Salah satu godaan yang amat besar bagi para pemuda bahkan sebagian dari para thalibul 'ilmu adalah “rasa ketertarikan terhadap lawan jenis”. Memang, rasa tertarik terhadap lawan jenis adalah fitrah manusia, baik wanita atau lelaki. Namun kalau kita tidak bisa memenej perasaan tersebut, maka akan menjadi malapetaka yang amat besar, baik untuk diri sendiri ataupun untuk orang yang kita sukai. Sudah Allah tunjukkan dalam sebuah hadist Rasulullah shallallahu ‘alaihi wa sallam,

فَالْعَيْنَانِ زِنَاهُمَا النَّظَرُ وَالأُذُنَانِ زِنَاهُمَا الاِسْتِمَاعُ وَاللِّسَانُ زِنَاهُ الْكَلاَمُ وَالْيَدُ زِنَاهَا الْبَطْشُ وَالرِّجْلُ زِنَاهَا الْخُطَا وَالْقَلْبُ يَهْوَى وَيَتَمَنَّى وَيُصَدِّقُ ذَلِكَ الْفَرْجُ وَيُكَذِّبُهُ

”Zina kedua mata adalah dengan melihat. Zina kedua telinga dengan mendengar. Zina lisan adalah dengan berbicara. Zina tangan adalah dengan meraba (menyentuh). Zina kaki adalah dengan melangkah. Zina hati adalah dengan menginginkan dan berangan-angan. Lalu kemaluanlah yang nanti akan membenarkan atau mengingkari yang demikian.” (HR. Muslim)

Maka dari itu, sabagai muslim lebih-lebih untuk para thalibul 'ilmu, kita harus yakin bahwa kehormatan (iffah) dan kewibawaan (muru'ah) kita harus dijaga dan dirawat, terlebih ketika berkomunikasi atau bergaul dengan lawan jenis agar tidak ada mudhorot (bahaya) atau bahkan fitnah. Karena sekali kita termakan oleh fitnah tersebut, maka itu adalah sebuah tindakan 'kriminal' yang dapat mencoreng kehormatan dan kewibawaan thalibul 'ilmu. [1]

Pandangan laki-laki terhadap perempuan atau sebaliknya adalah termasuk panah-panah setan. Kalau cuma sekilas saja atau spontanitas atau tidak sengaja maka tidak menjadi masalah pandangan mata tersebut, pandangan pertama yang tidak sengaja diperbolehkan namun selanjutnya adalah haram. Ketika melihat lawan jenis, maka cepatlah kita tundukkan pandangan itu, sebelum iblis memasuki atau mempengaruhi pikiran dan hati kita. Segera  mohon pertolongan kepada Allah agar kita tidak mengulangi pandangan itu. [2]

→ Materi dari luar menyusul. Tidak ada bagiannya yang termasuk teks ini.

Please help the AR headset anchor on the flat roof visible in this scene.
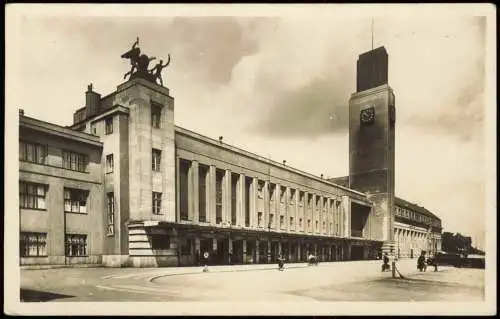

Sebagaimana yang diungkapkan oleh Ibnul Qayyim rahimahullah dalam syairnya [3]:

Setiap bencana berawal dari pandangan mata,
Sebagaimana api yang besar berasal dari percikan bara.
Berapa banyak pandangan sanggup menembus relung hati,
Seperti  kekuatan anak panah yang lepas dari busur tali.
Seorang hamba, selama mengumbar pandangannya untuk memandang selainnya,
Maka dia berada dalam bahaya.
Ia menyenangkan mata dengan sesuatu yang membahayakan hatinya,
Maka janganlah menyambut kesenangan yang akan membawa bencana.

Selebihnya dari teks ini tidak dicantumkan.